As the vaccination campaign unfolds to broader swaths of the public — following the model set by local flu vaccination clinics all over the state — California has vowed to make sure that the Black and Brown communities most heavily hit by the virus will get priority access. But how will experts drill down to the nitty-gritty of that?
UCLA’s May — and her colleagues in public health and urban planning — have developed a predictive model that shows which Los Angeles County neighborhoods are most at risk. The researchers weighed the usual things known to increase medical vulnerability to COVID-19 — preexisting medical conditions, health care access, socioeconomic factors — but they also looked outside the box, at “the built environment.”
“We’re really trying to think about space, about density,” Mays said. Using data from the U.S. Census Bureau, the California Department of Parks and Recreation and many other sources, the model sheds new light and can guide Los Angeles County to those most in need. It can also be adapted statewide to help officials plan out more fair and equitable vaccine distribution, she said.
“We could tell as we peeled back the layers that we had something that really could help,” Mays said.
In Los Angeles, the areas in and around South Los Angeles and the eastern portion of the San Fernando Valley were the most heavily impacted.
Experts are confident that California’s data systems are up to the task at hand.
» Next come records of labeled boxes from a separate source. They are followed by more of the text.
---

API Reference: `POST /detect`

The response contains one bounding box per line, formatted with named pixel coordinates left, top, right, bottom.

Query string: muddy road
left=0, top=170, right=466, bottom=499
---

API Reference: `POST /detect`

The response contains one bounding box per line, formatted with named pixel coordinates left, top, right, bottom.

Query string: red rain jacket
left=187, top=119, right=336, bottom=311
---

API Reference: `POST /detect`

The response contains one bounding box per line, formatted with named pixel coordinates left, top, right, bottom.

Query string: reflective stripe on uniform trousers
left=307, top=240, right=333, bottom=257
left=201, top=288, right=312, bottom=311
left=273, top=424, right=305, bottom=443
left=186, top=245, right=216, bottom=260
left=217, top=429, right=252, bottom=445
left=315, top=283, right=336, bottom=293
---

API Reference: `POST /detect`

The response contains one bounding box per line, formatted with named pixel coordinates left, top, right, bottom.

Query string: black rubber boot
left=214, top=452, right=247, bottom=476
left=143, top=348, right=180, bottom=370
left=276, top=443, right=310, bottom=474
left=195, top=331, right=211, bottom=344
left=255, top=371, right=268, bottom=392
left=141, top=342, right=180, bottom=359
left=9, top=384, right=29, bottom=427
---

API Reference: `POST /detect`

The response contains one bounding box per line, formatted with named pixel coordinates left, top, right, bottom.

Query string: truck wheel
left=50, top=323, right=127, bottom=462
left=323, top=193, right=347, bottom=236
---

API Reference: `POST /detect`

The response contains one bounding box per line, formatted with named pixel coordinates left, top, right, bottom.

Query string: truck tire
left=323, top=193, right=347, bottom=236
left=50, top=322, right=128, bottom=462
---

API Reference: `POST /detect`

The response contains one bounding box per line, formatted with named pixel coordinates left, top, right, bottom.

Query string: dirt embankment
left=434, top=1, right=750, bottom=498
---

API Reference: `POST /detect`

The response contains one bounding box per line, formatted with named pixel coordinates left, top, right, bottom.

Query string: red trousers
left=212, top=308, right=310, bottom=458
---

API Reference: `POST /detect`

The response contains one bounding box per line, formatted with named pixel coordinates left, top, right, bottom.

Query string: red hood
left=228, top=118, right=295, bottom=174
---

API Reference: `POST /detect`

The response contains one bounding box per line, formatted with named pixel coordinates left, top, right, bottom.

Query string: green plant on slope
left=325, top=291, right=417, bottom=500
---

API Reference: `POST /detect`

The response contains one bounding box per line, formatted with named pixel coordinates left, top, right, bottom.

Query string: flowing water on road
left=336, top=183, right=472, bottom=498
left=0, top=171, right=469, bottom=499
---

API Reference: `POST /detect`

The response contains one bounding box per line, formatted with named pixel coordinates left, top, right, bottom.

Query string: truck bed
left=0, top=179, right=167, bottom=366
The state is working on “a robust data system to track local inventories and doses administered,” and it already has a “confidential and secure” Immunization Information System.
Doses-administered data will ultimately reside in the California’s Immunization Registry, which supports “real-time immunization record query messages” and can return immunization histories, according to the Department of Public Health.
Health providers and the state will be able to keep track of who has received which shots when, and of informing people when it’s time for a second shot, which is required for both the Pfizer and Moderna vacines. They systems should also be adept at ensuring that people don’t get a Moderna injection if their first one was a Pfizer, and vise versa, officials and experts said. People can expect reminders by text message and email when it’s time for their second shots.
“We already have vaccines that are multiple dose — HPV, hepatitis B and the like,” said Andrew Noymer, an epidemiologist and population health scientist at UC Irvine. “Health care providers have experience with that, so I’m not really losing sleep over it.”
People have to understand, though, that nothing goes perfectly.
“One reason why clinical trials sometimes show better results than what we see in the subsequent, real world, is that everything is done perfectly in a clinical trial,” Noymer said. “You can bet your bottom dollar that Pfizer moved heaven and earth to make sure those vaccines were stored at the right temperature. But in the real world, the electricity goes out and some freezer turns off for an hour. People won’t get the second shot at the optimal time — and some won’t return for the second shot at all.
“There are little unavoidable mishaps which don’t result from people’s lack of competence, but because the real world is the real world and the universe has jagged edges. If that means a reduction in efficacy to, say, 80 percent, that’s still great. That’s what we were hoping for. This vaccine stuff is some of the best news we’ve had since, well, ever.”